Thursday, February 11, 2010

The Black Lady with the Furly Hair

Yesterday I read about the life of Johann Wolfgang von Goethe, considered by some to have been the last Renaissance man.

Like me, Goethe too considered all the implications of life, death and God by the tender age of 6. I had him beat by a year - my first existential crisis was suffered at the age of 5.

My mother and I were visiting my paternal Grandmother at the Presbyterian church where she worked as a secretary. On the way to her office I walked past the outer doors leading to the inside of the church itself. Glancing in I saw a very small, very old black woman laid out in a white casket.

With my mother's permission I approached the casket and looked at this poor woman. I remember sayign she had "furly" hair. I couldn't pronounce the word "curly" but I, unlike most dull and worthless 6 year olds did understand that this woman was no more.

Sometimes I wonder if this woman is still remembered by her family and friends. After all, 1985 is now 25 years ago.

Back then I had more pressing concerns for my own fate. If every child is supposed to feel safe I felt very unsafe. No one could keep me from death. Existential anxiety at the age of 5.

What happens to us after death? Lying in my bed I, for the first time, realized the concept of eternal nothingness and I experienced the flushed, nauseating panic that I would experience many times over, whenever I thought of any possible end to myself.

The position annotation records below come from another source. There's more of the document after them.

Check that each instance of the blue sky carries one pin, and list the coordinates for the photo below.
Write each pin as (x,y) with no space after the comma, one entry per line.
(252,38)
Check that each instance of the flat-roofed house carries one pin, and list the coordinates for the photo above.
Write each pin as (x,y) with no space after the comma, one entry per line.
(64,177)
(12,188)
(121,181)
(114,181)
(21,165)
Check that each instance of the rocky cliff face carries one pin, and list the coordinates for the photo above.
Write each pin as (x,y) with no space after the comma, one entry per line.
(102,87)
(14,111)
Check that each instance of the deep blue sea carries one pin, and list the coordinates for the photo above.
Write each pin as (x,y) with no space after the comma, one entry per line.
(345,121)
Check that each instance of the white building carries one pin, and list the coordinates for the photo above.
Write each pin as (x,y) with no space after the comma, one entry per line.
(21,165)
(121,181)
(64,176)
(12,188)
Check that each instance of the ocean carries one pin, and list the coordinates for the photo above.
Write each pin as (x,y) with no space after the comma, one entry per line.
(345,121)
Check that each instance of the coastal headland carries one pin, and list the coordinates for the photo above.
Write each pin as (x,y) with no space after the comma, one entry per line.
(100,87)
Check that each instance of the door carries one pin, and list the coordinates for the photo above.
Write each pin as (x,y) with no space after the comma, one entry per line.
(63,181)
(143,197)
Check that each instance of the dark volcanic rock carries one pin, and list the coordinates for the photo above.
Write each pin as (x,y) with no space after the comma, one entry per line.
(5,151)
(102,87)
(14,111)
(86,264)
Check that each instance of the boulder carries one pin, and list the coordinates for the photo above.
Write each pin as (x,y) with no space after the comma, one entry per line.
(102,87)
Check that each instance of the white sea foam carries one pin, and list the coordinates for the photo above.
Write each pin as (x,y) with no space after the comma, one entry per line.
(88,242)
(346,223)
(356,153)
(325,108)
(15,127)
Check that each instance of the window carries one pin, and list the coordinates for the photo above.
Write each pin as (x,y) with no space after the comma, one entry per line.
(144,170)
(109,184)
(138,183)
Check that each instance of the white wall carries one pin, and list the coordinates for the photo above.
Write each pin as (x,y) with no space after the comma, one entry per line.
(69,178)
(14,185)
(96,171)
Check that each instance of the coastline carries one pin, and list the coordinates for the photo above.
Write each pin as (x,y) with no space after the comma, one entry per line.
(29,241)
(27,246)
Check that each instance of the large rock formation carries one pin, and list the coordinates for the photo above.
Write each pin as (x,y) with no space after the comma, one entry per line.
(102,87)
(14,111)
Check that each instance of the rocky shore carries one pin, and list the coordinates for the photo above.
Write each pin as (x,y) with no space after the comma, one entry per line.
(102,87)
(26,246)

And what if I lived on forever? The implications were even more profound. What would eternal life be like and who can conceive of a life - at least a human life - carried out for eternity?

All of my thoughts were not even advanced enough for Existentialism 101, but still, pretty heavy stuff for a 5 year old.

That poor black lady with furly hair. Now she was in the great unknown. Was her name Florence? Or Lucille? Did she dress hair and play bingo?

What would my casket look like? I couldn't wait until morning so I could participate in some dull 5 year old activities. Would it be brown? Polished? How gruesome that I had to die. I didn't even like life as much as I loved myself, my own company, thinking my own thoughts and living in my own skin. Not an end to the world, but an end to myself is what made death so terrifying.

So I can flatter myself by comparing myself to Goethe (we shared an early, precocious interest in the opposite sex and a fear of thunderstorms), but I was also like William Blake. Through my childhood I felt on intimate terms with God and other spiritual beings, some of whom showed themselves to me or came into my room at night. All orders of beings were in my lif. So I believed in something. I still do. I think I will go on forever..

But just the thought of not existing is scary enough.